Title

Chlamydial infection of monocytes stimulates IL-1beta secretion through activation of the NLRP3 inflammasome

ORCiD

David M. Ojcius: 0000-0003-1461-4495

Document Type

Article

Publication Title

Microbes and Infection

ISSN

1286-4579

Volume

12

Issue

8--9

DOI

10.1016/j.micinf.2010.04.008

First Page

652

Last Page

661

Publication Date

8-1-2010

Abstract

Chlamydia trachomatis infections represent the leading cause of bacterial sexually-transmitted disease in the United States and can cause serious tissue damage leading to infertility and ectopic pregnancies in women. Inflammation and hence the innate immune response to chlamydial infection contributes significantly to tissue damage, particularly by secreting proinflammatory cytokines such as interleukin (IL)-1β from monocytes, macrophages and dendritic cells. Here we demonstrate that C. trachomatis or Chlamydia muridarum infection of a monocytic cell line leads to caspase-1 activation and IL-1β secretion through a process requiring the NLRP3 inflammasome. Thus, secretion of IL-1β decreased significantly when cells were depleted of NLRP3 or treated with the anti-inflammatory inhibitors parthenolide or Bay 11-7082, which inhibit inflammasomes and the transcription factor NF-κB. As for other infections causing NRLP3 inflammasome assembly, caspase-1 activation in monocytes is triggered by potassium efflux and reactive oxygen species production.

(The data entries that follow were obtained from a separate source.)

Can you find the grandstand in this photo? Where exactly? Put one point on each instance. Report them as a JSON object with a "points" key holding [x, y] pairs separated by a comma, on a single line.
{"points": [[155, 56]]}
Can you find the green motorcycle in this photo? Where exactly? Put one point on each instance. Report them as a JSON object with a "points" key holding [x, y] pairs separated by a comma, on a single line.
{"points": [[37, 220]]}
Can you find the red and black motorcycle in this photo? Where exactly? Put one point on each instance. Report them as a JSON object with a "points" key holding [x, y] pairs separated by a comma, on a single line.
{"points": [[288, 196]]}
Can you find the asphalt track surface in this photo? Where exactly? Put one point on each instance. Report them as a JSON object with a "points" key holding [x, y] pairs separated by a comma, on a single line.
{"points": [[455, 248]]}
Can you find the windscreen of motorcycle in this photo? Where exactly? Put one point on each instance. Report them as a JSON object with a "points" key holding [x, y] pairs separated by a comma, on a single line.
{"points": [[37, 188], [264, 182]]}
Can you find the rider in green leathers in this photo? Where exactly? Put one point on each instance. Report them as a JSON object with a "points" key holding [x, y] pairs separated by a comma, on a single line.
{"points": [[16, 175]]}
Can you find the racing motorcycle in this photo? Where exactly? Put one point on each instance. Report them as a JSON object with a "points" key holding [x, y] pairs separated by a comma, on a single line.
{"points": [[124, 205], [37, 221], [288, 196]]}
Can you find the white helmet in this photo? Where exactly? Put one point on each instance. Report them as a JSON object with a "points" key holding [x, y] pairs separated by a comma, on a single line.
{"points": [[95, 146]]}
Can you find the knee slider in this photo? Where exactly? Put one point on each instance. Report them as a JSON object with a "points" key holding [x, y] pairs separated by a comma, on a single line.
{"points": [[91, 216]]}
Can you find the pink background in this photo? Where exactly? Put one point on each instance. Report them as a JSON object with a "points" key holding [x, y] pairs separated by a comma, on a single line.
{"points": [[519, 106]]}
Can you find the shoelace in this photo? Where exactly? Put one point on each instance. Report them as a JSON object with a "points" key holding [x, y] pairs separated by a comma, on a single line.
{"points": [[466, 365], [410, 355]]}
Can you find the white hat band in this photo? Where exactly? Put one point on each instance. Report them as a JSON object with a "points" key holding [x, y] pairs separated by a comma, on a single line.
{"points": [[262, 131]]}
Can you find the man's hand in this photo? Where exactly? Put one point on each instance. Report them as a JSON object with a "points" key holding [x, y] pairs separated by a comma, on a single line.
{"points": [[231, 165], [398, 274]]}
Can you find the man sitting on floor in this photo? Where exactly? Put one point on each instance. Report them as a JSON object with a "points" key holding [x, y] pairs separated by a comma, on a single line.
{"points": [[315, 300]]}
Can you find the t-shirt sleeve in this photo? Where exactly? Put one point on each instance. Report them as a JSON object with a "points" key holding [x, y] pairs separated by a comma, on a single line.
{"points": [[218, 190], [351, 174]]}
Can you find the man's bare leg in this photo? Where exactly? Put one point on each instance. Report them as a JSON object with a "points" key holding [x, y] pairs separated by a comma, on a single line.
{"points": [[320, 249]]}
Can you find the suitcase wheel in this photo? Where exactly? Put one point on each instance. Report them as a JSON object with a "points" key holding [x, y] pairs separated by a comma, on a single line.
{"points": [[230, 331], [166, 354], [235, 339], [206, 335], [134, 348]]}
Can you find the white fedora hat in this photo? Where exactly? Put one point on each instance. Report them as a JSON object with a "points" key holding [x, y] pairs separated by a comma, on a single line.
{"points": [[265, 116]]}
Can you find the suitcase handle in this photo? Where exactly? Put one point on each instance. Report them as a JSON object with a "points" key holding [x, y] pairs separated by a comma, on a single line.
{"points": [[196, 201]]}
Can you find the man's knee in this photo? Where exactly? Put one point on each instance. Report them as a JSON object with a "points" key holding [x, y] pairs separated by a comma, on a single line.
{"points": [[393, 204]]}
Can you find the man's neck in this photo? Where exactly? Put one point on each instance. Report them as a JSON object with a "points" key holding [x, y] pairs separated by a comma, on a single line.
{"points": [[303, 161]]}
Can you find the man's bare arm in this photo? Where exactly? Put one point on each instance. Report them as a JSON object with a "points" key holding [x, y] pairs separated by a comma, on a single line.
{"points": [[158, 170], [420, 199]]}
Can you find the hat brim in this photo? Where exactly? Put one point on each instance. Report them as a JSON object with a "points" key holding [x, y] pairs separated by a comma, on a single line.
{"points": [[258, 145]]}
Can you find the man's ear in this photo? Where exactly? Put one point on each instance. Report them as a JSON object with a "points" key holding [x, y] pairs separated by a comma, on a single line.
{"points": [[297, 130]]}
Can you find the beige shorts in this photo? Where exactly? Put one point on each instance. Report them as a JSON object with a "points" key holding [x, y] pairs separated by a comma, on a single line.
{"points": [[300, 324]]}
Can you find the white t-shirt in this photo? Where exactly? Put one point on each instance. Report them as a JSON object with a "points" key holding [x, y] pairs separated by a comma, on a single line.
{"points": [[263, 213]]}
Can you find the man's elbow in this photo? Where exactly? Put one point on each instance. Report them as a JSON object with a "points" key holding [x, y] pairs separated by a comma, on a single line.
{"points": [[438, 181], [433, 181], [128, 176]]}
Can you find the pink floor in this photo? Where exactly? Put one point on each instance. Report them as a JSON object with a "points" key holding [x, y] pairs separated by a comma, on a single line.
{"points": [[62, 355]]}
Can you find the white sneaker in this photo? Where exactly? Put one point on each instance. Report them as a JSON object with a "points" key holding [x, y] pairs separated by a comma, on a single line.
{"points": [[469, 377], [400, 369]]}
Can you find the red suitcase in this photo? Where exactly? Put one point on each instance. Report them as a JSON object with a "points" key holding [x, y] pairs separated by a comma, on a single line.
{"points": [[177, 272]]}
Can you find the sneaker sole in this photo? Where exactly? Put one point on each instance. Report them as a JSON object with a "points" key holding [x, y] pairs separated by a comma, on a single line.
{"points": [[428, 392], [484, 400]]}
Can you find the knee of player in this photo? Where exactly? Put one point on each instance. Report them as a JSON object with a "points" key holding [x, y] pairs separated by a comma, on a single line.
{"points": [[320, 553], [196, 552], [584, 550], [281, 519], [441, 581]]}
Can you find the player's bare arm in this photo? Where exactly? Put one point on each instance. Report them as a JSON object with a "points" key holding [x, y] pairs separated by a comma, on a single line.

However, anti-oxidants inhibited IL-1β secretion only partially. Atypically for a bacterial infection, caspase-1 activation during chlamydial infection also involves partially the spleen tyrosine kinase (Syk), which is usually associated with a pathogen recognition receptor for fungal pathogens. Secretion of IL-1β during infection by many bacteria requires both microbial products from the pathogen and an exogenous danger signal, but chlamydial infection provides both the pathogen-associated molecular patterns and danger signals necessary for IL-1β synthesis and its secretion from human monocytes. Use of inhibitors that target the inflammasome in animals should therefore dampen inflammation during chlamydial infection.